Search code examples
pythonrecommendation-engine

local variable 'index_three' referenced before assignment error while developing a recommendation engine using Python


I'm developing a recommendation engine to recommend items to a local retail chain of stores and I'm using the code that I learnt in developing a movie recommendation system using the movie lens dataset and the code that works for recommending the movies doesn't seem to work now here.

a function to get the correlation between the items in the level three

def get_movie_similarity(level3Id):  
    index_three = list(index_three).index(level3Id)
    return corr_matrixthree[index_three]

a function to get items similar to the itmes purchased most by the user by arranging the itmes similar to the ones the user purchased in ascending order based on their pearson coreation score

    def get_movie_recommendations(merged):  
    movie_similarities = np.zeros(corr_matrixthree.shape[0])
    for level3Id in merged:
        movie_similarities = movie_similarities + get_movie_similarity(level3Id)
    similarities_df = pd.DataFrame({'level3Id': index_three,'sum_similarity': movie_similarities})
    similarities_df = similarities_df[~(similarities_df.level3Id.isin(merged))]
    similarities_df = similarities_df.sort_values(by=['sum_similarity'], ascending=False)
    return similarities_df`

the similarity matrix i generated is between the users and the items they have purchased with the values being the amount thy have spent on each of the item.

sample_user = 42140122376
merged[merged.cust_id==sample_user].sort_values(by=['amount_extended'], ascending=False)


sample_user_movies = merged[merged.cust_id==sample_user].level3Id.tolist()  
recommendations = get_movie_recommendations(sample_user_movies)

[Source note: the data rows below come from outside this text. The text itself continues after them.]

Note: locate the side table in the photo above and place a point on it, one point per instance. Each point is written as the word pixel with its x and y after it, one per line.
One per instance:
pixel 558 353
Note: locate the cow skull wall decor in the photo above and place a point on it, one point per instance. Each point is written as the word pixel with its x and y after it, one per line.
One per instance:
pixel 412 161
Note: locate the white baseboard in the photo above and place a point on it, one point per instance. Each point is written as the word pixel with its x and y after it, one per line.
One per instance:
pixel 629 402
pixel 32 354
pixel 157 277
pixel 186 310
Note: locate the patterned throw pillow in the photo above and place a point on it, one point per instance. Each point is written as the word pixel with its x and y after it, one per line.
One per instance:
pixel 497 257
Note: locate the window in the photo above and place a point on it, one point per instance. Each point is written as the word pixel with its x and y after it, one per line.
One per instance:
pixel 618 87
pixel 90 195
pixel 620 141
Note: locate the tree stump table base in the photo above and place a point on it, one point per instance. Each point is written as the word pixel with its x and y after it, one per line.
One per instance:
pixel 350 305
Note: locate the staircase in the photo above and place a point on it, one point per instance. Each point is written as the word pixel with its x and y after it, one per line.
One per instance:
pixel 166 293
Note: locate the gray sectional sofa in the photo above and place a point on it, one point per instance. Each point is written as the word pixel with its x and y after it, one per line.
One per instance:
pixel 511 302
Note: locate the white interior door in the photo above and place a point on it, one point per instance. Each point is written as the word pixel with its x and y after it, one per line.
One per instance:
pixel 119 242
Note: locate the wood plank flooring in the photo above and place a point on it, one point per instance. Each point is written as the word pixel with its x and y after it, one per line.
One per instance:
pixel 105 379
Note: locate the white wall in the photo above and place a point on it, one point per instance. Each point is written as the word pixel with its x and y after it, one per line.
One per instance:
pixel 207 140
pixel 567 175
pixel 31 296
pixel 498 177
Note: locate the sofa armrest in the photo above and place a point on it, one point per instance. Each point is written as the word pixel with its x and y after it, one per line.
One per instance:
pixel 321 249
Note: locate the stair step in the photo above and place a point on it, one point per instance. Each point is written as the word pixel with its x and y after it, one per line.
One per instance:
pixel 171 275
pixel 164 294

#We get the top 20 recommended movies
recommendations.level3Id.head(20)

and the error i'm getting is :

local variable 'index_three' referenced before assignment

Index_three is the index of all the items in the dataset whereas, corr_matrix three is the matrix of similarity between itmes generated using the pearson's score. merged is my dataset

Can you please help me out?

i can share the code i've in the jupyter notebook!


Solution

  • For this you need to understand how variable scope works. Take a look at this!

    def my_func():
        index3 =5000
        print(index3)
    
    index3=10;
    print(index3)
    my_func()
    

    output:

    10
    5000
    

    Note: Even though there are two index3 you might think they are the same. But they are NOT

    The index3 within the my_func is a local variable. While the one in your program (the one not in the function) index3 is different!. So what happens in the above code is that first print(index3) prints the index3 in my code (not in any functions..just in my program) then my_func() gets called and print(index3) within my_func() prints the local variable index3

    Take a look at this!

    def my_func():
        print(index3)
    
    index3=10;
    print(index3)
    my_func()
    

    output:

    10
    10
    

    See now both times the index3 which is same 10 this means it prints the global variable two times.

    Now comes your problem!:

    def my_func():
        index3 =index3+1
    
    index3=10;
    print(index3)
    my_func()
    

    output:

    10
    Traceback (most recent call last):
      File "/home/mr/func.py", line 6, in <module>
        my_func()
      File "/home/mr/func.py", line 2, in my_func
        index3 =index3+1
    UnboundLocalError: local variable 'index3' referenced before assignment
    

    Why?

    Because of this index3 =index3+1 So the moment it sees a index3= it creates a local variable. So index3=0 means assign 0 to local variable.

    However index3 =index3+1 would confuse it! It thinks

    Wait you want me to assign local variable index3 as local variable index3+1 ? But you haven't even declared it yet!

    def my_func():
        global index3
        index3 =index3+1
        print(index3)
    
    index3=10
    print(index3)
    my_func()
    print(index3)
    

    output:

    10
    11
    11
    

    Now it takes the global value within the function and it changes. So index3 is changed by the function.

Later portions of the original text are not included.